Iron ore set for weekly gain on improved steel demand

SINGAPORE: Iron ore futures advanced on Friday and are set to end the week higher, buoyed by strengthening steel demand and pre-holiday restocking in major consumer China.

The most-traded January iron ore contract on China’s Dalian Commodity Exchange (DCE) rose 0.56 percent to 805.5 yuan (USD113.23) a metric ton, as of 0258 GMT. The contract is up 0.88 percent so far this week. The benchmark September iron ore on the Singapore Exchange was 0.22 percent higher at USD105.5 a ton, though it is down 0.19 percent for the week so far.

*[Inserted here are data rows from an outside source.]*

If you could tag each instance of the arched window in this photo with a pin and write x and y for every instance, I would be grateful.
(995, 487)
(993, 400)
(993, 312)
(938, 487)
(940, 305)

Steel demand is strengthening with the onset of the peak season, and restocking ahead of the Chinese National Day holiday is providing continued support to the ferrous metals sector. If downstream demand recovers more strongly than expected from late September to October, steel prices could see further gains, said broker Galaxy Futures.

According to data from consultancy Mysteel, China’s stockpiles of major carbon steel products declined 0.3 percent during September 12–18 from the previous week to 4.18 million tons.

Average daily hot metal output, an indicator of iron ore demand, reached 2.41 million tons in the week to September 19, up 171,900 tons from a year earlier, while blast furnace capacity utilisation rose by 6.29 percentage points year-on-year to 90.35 percent, according to data from Chinese financial information site Hexun Futures.

Top producer China’s crude iron ore production was up 8.8 percent year-on-year in August at 81.63 million tons, while crude steel output was down for a third month on slow demand, data from the National Bureau of Statistics showed.

Other steelmaking ingredients on the DCE eased, with coking coal and coke down 0.04 percent and 0.06 percent, respectively. Steel benchmarks on the Shanghai Futures Exchange were mixed. Rebar gained 0.32 percent, and wire rod climbed 0.12 percent, while hot-rolled coil fell 0.21 percent, and stainless steel dipped 0.27 percent.